Using Sagemaker SKLearn Estimator with tdapiclient | API Integration - Using SageMaker SKLearn Estimator with tdapiclient

This use case shows the steps to use SageMaker SKLearn Estimator with tdapiclient.

You can download the aws-usecases.zip file in the attachment as a reference. The sklearn folder in the zip file includes a Jupyter notebook file (ipynb) and a Python file (py) required to run this notebook file.

Import necessary packages.

import os
import getpass

from tdapiclient import create_tdapi_context, remove_tdapi_context, TDApiClient

from teradataml import create_context, DataFrame, copy_to_sql
import pandas as pd
from teradatasqlalchemy.types import  *

Create the connection.

host = input("Host: ")
username = input("Username: ")
password = getpass.getpass("Password: ")

td_context = create_context(host=host, username=username, password=password)

Create TDAPI context and TDApiClient object.

s3_bucket = input("S3 Bucket(Please provide just the bucket name, for example: test-bucket): ")
access_id = input("Access ID:")
access_key = getpass.getpass("Acess Key: ")
region = input("AWS Region: ")

os.environ["AWS_ACCESS_KEY_ID"] = access_id
os.environ["AWS_SECRET_ACCESS_KEY"] = access_key
os.environ["AWS_REGION"] = region

tdapi_context = create_tdapi_context("aws", bucket_name=s3_bucket)
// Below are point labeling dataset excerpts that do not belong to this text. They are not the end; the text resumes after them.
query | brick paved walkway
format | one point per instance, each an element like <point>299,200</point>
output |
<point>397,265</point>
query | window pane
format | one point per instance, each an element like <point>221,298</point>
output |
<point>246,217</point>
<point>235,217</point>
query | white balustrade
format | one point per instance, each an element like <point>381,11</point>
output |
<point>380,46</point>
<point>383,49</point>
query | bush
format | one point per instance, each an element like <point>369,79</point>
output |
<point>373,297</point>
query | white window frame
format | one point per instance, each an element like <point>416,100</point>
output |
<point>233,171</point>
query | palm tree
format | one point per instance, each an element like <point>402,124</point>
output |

td_apiclient = TDApiClient(tdapi_context)

Set up data.

Import necessary libraries and data.

from sklearn.model_selection import train_test_split
from sklearn.datasets import fetch_california_housing

california_housing = fetch_california_housing(as_frame=True)
data=california_housing.frame

Insert the dataframe in the tables.

data_table = "housing_data"

column_types = {"MedInc": FLOAT, "HouseAge": FLOAT,
                "AveRooms": FLOAT, "AveBedrms": FLOAT, "Population": FLOAT,
                "AveOccup": FLOAT, "Latitude": FLOAT, "Longitude": FLOAT,
                "MedHouseVal" : FLOAT}

copy_to_sql(df=data, table_name=data_table, if_exists="replace", types=column_types)

Create a teradataml DataFrame using the table.
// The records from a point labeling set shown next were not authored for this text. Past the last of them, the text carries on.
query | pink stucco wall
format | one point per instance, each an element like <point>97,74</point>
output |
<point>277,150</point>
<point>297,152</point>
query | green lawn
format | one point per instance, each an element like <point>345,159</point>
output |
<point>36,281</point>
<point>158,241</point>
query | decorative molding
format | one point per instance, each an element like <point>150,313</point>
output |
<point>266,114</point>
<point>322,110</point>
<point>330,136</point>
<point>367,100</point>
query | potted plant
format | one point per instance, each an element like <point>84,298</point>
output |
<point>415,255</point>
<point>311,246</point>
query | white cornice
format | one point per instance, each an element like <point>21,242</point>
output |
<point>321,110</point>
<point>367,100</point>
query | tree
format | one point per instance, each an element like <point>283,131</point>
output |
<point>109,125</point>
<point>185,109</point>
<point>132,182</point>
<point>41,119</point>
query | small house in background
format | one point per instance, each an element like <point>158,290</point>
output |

data = DataFrame(table_name=data_table)

data

The output:

MedInc	HouseAge	AveRooms	AveBedrms	Population	AveOccup	Latitude	Longitude	MedHouseVal
7.2574	52.0	8.288135593220339	1.073446327683616	496.0	2.8022598870056497	37.85	-122.24	3.521
3.8462	52.0	6.281853281853282	1.0810810810810811	565.0	2.1814671814671813	37.85	-122.25	3.422
4.0368	52.0	4.761658031088083	1.1036269430051813	413.0	2.139896373056995	37.85	-122.25	2.697
3.6591	52.0	4.9319066147859925	0.9513618677042801	1094.0	2.1284046692607004	37.84	-122.25	2.992
2.0804	42.0	4.294117647058823	1.1176470588235294	1206.0	2.026890756302521	37.84	-122.26	2.267
3.6912	52.0	4.970588235294118	0.9901960784313726	1551.0	2.172268907563025	37.84	-122.25	2.611
3.12	52.0	4.797527047913447	1.061823802163833	1157.0	1.7882534775888717	37.84	-122.25	2.414
5.6431	52.0	5.8173515981735155	1.0730593607305936	558.0	2.547945205479452	37.85	-122.25	3.413
8.3014	21.0	6.238137082601054	0.9718804920913884	2401.0	2.109841827768014	37.86	-122.22	3.585
8.3252	41.0	6.984126984126984	1.0238095238095237	322.0	2.5555555555555554	37.88	-122.23	4.526

Create two samples of input data - sample 1 has 80% of total rows and sample 2 has 20% of total rows.
```
housing_sample = data.sample(frac=[0.8, 0.2])
```

Create train dataset from sample 1 by filtering on "sampleid" and drop "sampleid" column as it is not required for training model.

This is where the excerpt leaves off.